Vernon se puso manos a la obra y Tom lo ayudó.
Don Alfonso señaló a Sally con el machete.
—Usted. Vaya a cazar. Puede que sea mujer, pero dispara como un hombre y tiene las agallas de un hombre.
Tom miró a Sally. Tenía la cara manchada, el pelo largo y rubio enmarañado, el rifle en bandolera. Vio en la cara de ella todo lo que él sentía: conmoción y asombro ante el ataque, horror por la muerte de Pingo, terror ante la pérdida de sus suministros, determinación de sobrevivir. Ella asintió y se internó en la selva.
Don Alfonso miró a Tom.
—Usted y yo construiremos una cabaña.
Una hora después se había hecho de noche. Estaban sentados alrededor del fuego, comiendo los restos de un guiso hecho con carne de un gran roedor que había cazado Sally. Cerca había una pequeña cabaña con techo de paja, y don Alfonso estaba sentado frente a un montón de hojas de palmera que pelaba y entrelazaba para hacer hamacas. Había estado callado salvo para dar órdenes escuetas.

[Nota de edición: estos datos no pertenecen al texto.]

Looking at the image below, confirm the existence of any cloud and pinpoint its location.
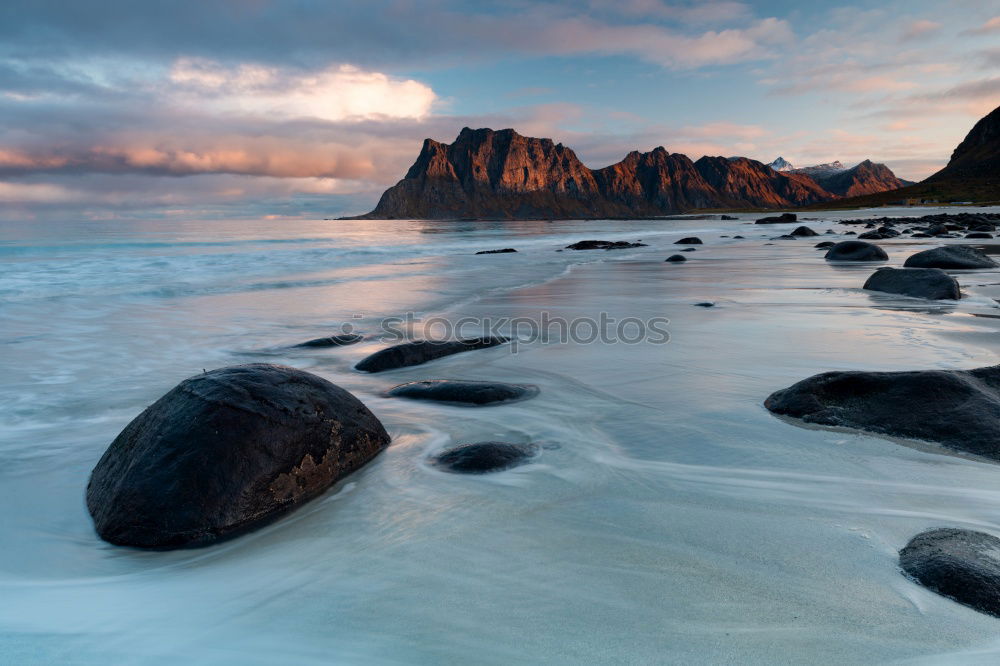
[961,16,1000,36]
[165,58,437,121]
[901,19,941,42]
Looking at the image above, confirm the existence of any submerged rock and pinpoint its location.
[764,366,1000,461]
[87,364,389,549]
[432,442,538,474]
[824,241,889,261]
[903,245,997,269]
[293,333,364,347]
[566,240,646,250]
[864,267,962,301]
[388,379,538,405]
[755,213,799,224]
[476,247,517,254]
[899,528,1000,617]
[354,336,509,372]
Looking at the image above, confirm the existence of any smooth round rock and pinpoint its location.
[903,245,997,270]
[354,336,510,372]
[87,363,389,549]
[294,333,364,347]
[864,267,962,301]
[899,528,1000,617]
[824,241,889,261]
[387,379,538,406]
[432,442,538,474]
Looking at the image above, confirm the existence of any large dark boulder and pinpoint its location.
[354,336,509,372]
[87,364,389,549]
[824,241,889,261]
[432,442,538,474]
[755,213,799,224]
[294,333,364,347]
[903,245,997,269]
[764,366,1000,461]
[566,240,646,250]
[864,268,962,301]
[388,379,538,405]
[899,528,1000,617]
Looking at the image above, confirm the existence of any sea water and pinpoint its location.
[0,209,1000,664]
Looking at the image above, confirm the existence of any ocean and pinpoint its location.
[0,209,1000,664]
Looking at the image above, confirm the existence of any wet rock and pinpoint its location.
[566,240,646,250]
[755,213,799,224]
[864,268,962,300]
[764,366,1000,461]
[293,333,364,347]
[432,442,538,474]
[388,379,538,405]
[903,245,997,269]
[87,364,389,549]
[354,336,509,372]
[824,241,889,261]
[899,528,1000,617]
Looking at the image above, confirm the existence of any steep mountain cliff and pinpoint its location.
[694,157,833,208]
[352,128,908,219]
[812,107,1000,207]
[809,160,906,197]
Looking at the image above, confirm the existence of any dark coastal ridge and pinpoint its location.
[345,102,1000,219]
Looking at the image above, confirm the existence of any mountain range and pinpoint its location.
[358,104,1000,219]
[804,107,1000,207]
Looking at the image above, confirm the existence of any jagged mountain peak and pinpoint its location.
[352,127,908,219]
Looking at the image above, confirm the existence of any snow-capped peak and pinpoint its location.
[768,157,795,171]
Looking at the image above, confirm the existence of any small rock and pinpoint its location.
[354,336,509,372]
[387,379,538,405]
[825,241,889,261]
[864,267,962,301]
[756,213,799,224]
[899,528,1000,617]
[292,333,364,347]
[903,245,997,269]
[432,442,538,474]
[566,240,646,250]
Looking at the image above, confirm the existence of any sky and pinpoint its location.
[0,0,1000,223]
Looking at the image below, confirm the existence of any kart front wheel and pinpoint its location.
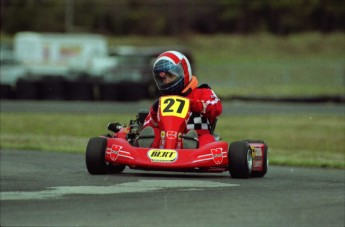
[228,141,253,178]
[85,137,108,174]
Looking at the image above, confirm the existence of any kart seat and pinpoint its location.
[136,126,155,147]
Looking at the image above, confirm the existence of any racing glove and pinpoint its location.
[152,99,159,112]
[190,99,207,114]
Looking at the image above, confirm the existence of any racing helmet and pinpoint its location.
[153,51,192,95]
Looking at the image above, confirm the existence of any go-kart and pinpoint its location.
[86,96,268,178]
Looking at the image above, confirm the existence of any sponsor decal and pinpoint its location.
[211,148,223,165]
[161,131,165,139]
[147,149,178,162]
[254,147,262,157]
[167,131,177,140]
[110,144,122,161]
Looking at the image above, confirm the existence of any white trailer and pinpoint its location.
[14,32,108,76]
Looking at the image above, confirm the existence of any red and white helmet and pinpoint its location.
[153,51,192,95]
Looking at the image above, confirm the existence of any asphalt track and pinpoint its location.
[0,101,345,227]
[0,150,345,227]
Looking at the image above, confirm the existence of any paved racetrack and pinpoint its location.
[0,149,345,227]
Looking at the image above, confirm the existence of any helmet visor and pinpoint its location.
[153,64,183,89]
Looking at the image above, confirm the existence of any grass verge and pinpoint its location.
[0,113,345,169]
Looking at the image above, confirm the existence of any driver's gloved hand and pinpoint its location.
[190,99,206,114]
[152,99,159,112]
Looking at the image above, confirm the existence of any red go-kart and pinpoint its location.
[86,96,268,178]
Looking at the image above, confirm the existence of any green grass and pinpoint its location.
[0,113,345,168]
[105,33,345,97]
[1,33,345,97]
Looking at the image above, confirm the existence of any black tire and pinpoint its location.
[228,141,252,178]
[245,140,268,177]
[108,165,126,173]
[85,137,108,174]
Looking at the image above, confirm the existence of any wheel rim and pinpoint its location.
[247,149,253,173]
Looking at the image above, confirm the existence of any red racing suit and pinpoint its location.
[144,84,222,147]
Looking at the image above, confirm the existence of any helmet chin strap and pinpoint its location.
[181,76,198,96]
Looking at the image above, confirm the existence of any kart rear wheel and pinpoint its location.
[85,137,108,174]
[228,141,253,178]
[245,140,268,177]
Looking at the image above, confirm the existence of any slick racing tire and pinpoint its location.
[108,164,126,173]
[245,140,268,177]
[85,137,108,174]
[228,141,253,178]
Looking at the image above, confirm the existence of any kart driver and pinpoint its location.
[138,51,222,148]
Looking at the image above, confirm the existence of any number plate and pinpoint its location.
[160,96,189,118]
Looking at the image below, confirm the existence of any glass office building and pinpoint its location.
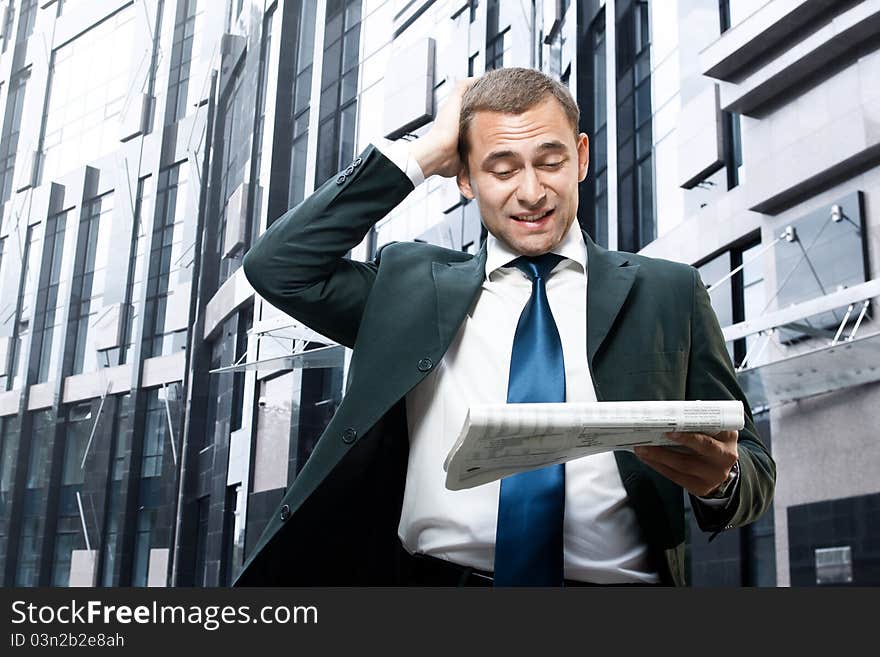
[0,0,880,586]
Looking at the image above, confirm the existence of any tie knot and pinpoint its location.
[511,253,563,281]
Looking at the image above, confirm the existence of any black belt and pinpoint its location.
[407,554,653,586]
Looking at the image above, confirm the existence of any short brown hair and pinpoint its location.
[458,68,580,166]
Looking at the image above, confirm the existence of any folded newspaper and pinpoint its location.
[443,401,744,490]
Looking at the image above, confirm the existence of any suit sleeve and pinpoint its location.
[242,146,413,347]
[687,269,776,540]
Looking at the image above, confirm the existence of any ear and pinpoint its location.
[577,132,590,182]
[455,166,474,201]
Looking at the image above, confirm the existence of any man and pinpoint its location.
[236,69,775,586]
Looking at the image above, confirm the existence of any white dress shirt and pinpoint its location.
[377,137,659,583]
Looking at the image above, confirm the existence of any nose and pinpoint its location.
[516,166,547,209]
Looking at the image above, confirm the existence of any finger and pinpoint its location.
[635,447,704,477]
[632,454,711,496]
[666,431,738,458]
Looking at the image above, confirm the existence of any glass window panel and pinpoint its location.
[339,104,357,168]
[296,0,317,72]
[40,5,135,182]
[342,30,361,71]
[321,41,342,89]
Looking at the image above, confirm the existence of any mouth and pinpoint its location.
[510,208,555,228]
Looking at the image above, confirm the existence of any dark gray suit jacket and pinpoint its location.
[235,146,776,586]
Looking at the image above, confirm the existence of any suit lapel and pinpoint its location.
[432,240,486,357]
[584,233,639,366]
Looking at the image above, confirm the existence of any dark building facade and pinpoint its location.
[0,0,880,586]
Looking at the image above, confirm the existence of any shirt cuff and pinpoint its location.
[373,139,425,187]
[694,477,739,509]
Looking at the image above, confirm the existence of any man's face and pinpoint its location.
[458,97,589,256]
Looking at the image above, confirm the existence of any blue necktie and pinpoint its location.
[495,253,565,586]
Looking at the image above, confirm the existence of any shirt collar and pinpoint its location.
[486,219,587,280]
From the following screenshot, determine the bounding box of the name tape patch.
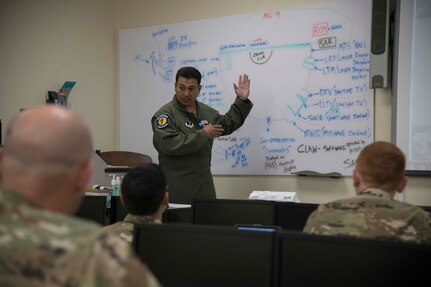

—¿Quiénes eran esos soldados? —preguntó Tom.
Don Alfonso siguió ocupado en las hamacas.
—Eran los soldados que han venido con su otro hermano, Philip.
—Philip jamás permitiría que nos atacaran —dijo Vernon.
—No —dijo Tom.
Sintió que se le caía el alma a los pies. Debía de haber habido un motín en la expedición de Philip o había sucedido algo. En cualquier caso, Philip debía de correr peligro; si no estaba muerto ya. El enemigo desconocido, por tanto, tenía que ser Hauser. Era él quien había matado a los dos policías de Santa Fe, quien había organizado su arresto en Brus, quien estaba detrás del último ataque.
—La cuestión es —dijo Sally— si continuamos o regresamos.
Tom asintió.
—Sería suicida continuar —dijo Vernon—. No tenemos ni comida, ni ropa, ni tiendas, ni sacos de dormir.
—Philip está más adelante —dijo Tom—. Y en apuros. Es evidente que es Hauser quien está detrás del asesinato de los dos policías de Santa Fe.
Se produjo un silencio.
—Tal vez deberíamos volver, conseguir provisiones y regresar de nuevo. No podremos ayudarlo en estas condiciones, Tom.
Tom miró a don Alfonso, que trenzaba con habilidad. Percibió en su estudiada expresión neutral que tenía una opinión al respecto. Siempre ponía esa expresión cuando estaba a punto de llevar la contraria.
—¿Don Alfonso?
—¿Sí?
—¿Cuál es su opinión?
Don Alfonso dejó la hamaca en el suelo y se frotó las manos. Miró a Tom a los ojos.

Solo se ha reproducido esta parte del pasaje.